Of course it will. But where there’s a will there’s a way to safeguard others – or at the very least make those who trample over our peace of mind accountable for the actions of those they choose to release.
Take the parents of murdered Blackpool nurse Jane Clough, 26, stabbed to death by her former partner while he was on bail charged with sex offences against her.
John and Penny Clough have finally won a change in the law.
Other people will be safer as a result of victory in the Gazette-backed Justice for Jane battle.
The long overdue amendment to the Legal Aid, Sentencing and Punishment of Offenders Bill – which was granted royal assent this week – means prosecutors can appeal to a High Court judge on any crown court decision to release suspected serious offenders on bail.
It’s a loophole which has stitched up too many innocent people, and left far too many vulnerable to predators who have been freed to play out the last sick act of inhumanity against those they claimed to once love – or others targeted for simply being in the wrong place at the wrong time.
It’s a loophole the legal system should have closed long ago.
Instead innocent people – whether victims of those released on bail to reoffend or strangers to the dangers still stalking the streets – slipped through society’s safety nets.
They say the greatest journeys begin with one small step.
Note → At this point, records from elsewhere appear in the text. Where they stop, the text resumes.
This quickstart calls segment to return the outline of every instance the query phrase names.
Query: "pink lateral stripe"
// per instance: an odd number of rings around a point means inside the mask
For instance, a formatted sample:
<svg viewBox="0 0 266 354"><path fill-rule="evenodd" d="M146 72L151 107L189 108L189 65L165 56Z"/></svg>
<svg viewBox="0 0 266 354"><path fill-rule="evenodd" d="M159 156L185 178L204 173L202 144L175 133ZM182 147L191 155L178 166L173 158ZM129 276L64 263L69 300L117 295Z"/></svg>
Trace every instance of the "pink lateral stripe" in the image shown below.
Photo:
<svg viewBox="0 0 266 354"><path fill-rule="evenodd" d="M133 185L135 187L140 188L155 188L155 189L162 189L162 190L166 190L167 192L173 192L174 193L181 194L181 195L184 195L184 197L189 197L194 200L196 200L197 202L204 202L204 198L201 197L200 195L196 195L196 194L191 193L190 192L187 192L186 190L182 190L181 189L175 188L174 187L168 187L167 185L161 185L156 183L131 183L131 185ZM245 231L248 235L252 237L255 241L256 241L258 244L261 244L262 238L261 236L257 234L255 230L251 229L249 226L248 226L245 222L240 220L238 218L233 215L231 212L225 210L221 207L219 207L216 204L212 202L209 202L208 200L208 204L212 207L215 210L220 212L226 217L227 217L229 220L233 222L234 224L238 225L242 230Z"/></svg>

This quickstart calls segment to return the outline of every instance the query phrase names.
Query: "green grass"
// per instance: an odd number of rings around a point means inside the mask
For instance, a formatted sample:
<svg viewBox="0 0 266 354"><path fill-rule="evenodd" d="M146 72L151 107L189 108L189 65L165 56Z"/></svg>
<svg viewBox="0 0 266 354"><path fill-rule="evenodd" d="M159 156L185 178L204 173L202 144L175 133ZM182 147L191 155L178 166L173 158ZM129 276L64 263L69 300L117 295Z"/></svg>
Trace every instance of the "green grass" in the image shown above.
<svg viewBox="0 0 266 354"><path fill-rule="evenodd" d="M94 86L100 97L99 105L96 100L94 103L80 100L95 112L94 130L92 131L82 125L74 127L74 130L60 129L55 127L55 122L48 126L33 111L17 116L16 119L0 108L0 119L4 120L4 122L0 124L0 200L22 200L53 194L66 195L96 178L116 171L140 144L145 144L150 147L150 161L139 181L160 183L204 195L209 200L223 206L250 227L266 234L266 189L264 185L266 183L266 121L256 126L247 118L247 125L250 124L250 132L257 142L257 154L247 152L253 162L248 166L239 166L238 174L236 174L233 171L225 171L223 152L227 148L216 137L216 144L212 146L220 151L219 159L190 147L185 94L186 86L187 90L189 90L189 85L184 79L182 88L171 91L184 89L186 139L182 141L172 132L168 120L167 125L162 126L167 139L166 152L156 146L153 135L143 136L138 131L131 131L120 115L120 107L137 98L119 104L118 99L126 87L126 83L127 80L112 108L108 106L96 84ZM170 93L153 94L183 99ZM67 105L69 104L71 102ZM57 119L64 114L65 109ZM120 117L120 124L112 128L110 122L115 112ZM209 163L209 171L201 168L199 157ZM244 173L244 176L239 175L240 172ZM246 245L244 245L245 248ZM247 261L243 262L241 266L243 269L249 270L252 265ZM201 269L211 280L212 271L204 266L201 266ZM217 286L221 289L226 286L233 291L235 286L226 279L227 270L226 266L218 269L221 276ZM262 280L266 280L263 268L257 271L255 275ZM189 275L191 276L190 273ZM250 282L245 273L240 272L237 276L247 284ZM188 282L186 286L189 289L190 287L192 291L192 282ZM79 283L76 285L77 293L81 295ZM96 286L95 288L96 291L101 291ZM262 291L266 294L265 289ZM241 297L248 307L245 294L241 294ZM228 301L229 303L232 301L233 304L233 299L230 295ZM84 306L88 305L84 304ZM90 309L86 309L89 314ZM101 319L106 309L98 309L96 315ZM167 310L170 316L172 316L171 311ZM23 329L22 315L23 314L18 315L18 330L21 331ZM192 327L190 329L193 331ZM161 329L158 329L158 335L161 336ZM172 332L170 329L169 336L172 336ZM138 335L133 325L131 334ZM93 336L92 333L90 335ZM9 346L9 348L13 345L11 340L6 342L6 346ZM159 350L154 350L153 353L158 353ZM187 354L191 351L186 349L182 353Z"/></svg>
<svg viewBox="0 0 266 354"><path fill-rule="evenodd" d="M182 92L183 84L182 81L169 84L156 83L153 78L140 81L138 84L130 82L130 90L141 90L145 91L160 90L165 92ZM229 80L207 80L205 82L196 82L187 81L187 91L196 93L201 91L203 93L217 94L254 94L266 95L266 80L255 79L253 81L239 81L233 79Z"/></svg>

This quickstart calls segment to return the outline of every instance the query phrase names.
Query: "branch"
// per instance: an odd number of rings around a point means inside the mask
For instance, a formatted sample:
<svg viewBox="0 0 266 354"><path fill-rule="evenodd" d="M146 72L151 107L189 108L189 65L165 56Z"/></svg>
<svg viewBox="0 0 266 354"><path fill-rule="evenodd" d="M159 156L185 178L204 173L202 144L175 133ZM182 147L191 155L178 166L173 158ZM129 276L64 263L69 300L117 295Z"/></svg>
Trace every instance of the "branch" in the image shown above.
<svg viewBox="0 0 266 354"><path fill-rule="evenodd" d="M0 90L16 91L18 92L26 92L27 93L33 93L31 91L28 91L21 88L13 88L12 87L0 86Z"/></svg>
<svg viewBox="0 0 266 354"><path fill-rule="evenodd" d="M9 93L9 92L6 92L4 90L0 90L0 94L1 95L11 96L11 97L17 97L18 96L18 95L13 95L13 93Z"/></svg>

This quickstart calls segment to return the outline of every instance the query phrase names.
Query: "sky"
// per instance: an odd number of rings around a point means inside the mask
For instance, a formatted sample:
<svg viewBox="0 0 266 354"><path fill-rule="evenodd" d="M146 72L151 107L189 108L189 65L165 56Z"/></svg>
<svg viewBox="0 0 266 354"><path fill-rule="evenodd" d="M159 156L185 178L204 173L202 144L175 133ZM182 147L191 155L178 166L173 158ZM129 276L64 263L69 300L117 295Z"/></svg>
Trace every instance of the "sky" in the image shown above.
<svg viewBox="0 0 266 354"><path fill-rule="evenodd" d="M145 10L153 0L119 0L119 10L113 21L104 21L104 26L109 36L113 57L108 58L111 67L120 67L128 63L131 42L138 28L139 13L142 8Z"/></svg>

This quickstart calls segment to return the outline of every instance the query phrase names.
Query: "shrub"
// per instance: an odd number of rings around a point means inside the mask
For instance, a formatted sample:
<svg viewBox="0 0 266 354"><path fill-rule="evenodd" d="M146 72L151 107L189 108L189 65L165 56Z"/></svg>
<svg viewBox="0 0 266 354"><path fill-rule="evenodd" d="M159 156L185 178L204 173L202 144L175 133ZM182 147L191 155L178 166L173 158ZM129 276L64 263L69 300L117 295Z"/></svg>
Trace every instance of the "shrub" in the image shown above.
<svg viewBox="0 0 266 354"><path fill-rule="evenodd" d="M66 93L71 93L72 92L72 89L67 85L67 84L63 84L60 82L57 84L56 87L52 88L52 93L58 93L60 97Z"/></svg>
That step was taken when John and Penny, grieving the death of their daughter after a murder they had feared, indeed warned, might happen, decreed – enough is enough. No more.
Not on our watch.
Their daughter died at the hands of a man who had been charged with nine counts of rape, three assaults and one sexual assault against her.
Yet a judge deemed it appropriate to release him on bail.
Who judges the judges? Who holds them accountable when the sins of those they release come back to haunt them? (At least the police have procedures in place – as we have seen again this week – to deal with unacceptable ineptitude and errors.)
Well, as things stand, the answer’s clear. It’s not the system. It’s the fathers, mothers, sisters, brothers, sons and daughters of those dead or defiled or injured who demand a better deal.
It’s the ordinary people who hold their heads high and are not intimidated by authority or expect others to do the lobbying for them.
Instead they become the collective conscience of the community and prick the pomposity of those who really should know better.
John and Penny know they won’t save everyone. But they will save some. Correction: Jane will save some.
As the nurse’s dad so poignantly put it: “Jane can go on saving lives, just as she did in life.”